Correct! namespace position and namepace number have to be the same. I the version you have adding a namespace requires a cluster shutdown. This has changed in newer versions.

I think the steps could be ,

-Take a backup.

-Shutdown the cluster

-Fix config to be similar in terms of namespaces

-Restart the cluster.

I don’t believe you need to rm any storage files.


#10

-Take a backup. (FROM Current AS data nodes)

-Shutdown the cluster (On NEW nodata nodes)

-Fix config to be similar in terms of namespaces (On NEW nodata nodes)
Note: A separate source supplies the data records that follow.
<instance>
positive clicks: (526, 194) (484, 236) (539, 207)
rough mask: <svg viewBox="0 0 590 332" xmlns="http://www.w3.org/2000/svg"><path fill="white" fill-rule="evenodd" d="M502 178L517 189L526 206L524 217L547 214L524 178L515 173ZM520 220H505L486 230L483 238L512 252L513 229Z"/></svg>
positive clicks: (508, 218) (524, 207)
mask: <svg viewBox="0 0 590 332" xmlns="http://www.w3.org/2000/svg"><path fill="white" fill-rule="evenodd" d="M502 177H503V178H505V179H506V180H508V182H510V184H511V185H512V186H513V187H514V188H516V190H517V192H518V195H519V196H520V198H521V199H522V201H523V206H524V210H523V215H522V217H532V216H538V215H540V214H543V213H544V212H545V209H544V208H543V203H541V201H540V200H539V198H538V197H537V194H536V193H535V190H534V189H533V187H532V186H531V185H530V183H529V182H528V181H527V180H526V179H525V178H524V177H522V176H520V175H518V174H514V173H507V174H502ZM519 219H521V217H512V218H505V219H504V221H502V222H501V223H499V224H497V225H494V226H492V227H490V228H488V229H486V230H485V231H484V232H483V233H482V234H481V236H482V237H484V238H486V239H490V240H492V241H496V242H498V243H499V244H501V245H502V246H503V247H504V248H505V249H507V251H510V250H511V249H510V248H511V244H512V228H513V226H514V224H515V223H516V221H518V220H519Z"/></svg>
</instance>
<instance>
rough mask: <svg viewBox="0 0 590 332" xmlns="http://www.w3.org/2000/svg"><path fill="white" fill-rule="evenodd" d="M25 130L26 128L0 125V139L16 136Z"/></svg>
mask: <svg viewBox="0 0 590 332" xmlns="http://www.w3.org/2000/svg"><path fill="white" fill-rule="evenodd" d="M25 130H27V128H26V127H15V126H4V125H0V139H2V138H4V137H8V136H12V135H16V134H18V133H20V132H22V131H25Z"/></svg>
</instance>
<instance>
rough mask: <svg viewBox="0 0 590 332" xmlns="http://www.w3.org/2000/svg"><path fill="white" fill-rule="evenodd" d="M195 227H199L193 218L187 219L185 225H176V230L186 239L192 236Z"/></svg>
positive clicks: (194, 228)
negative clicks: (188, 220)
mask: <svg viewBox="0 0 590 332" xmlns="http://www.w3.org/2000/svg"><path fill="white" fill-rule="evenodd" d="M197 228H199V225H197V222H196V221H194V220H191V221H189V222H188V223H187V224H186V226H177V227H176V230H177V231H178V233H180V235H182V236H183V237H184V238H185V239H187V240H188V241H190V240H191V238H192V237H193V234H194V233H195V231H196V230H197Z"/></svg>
-Restart the cluster. (On NEW nodata nodes)


#11

correct! that should work! Backup is not really needed, but its always good practice!


#12

While running backup - 2018-03-08 21:38:40 GMT [ERR] [15949] Error while running node scan for BB998C054005452 - code 7: AEROSPIKE_ERR_CLUSTER_CHANGE at src/main/aerospike/aerospike_scan.c:190


#13

Ah yes you are doing a backup during a cluster change.

Please see:

asbackup does have a flag that allows for this.


#14

I removed the arguement - --no-cluster-change . Its going on. Do you think apps are not responding to their GETS at this moment?


#15

Above steps are done. Migrations are kicking in . Happy to see myself now. :wink: Thanks all, you guys are really helpful when needed.


#16

I see that from 3.13.3 onwards it supports certain nodes only to have one namespace.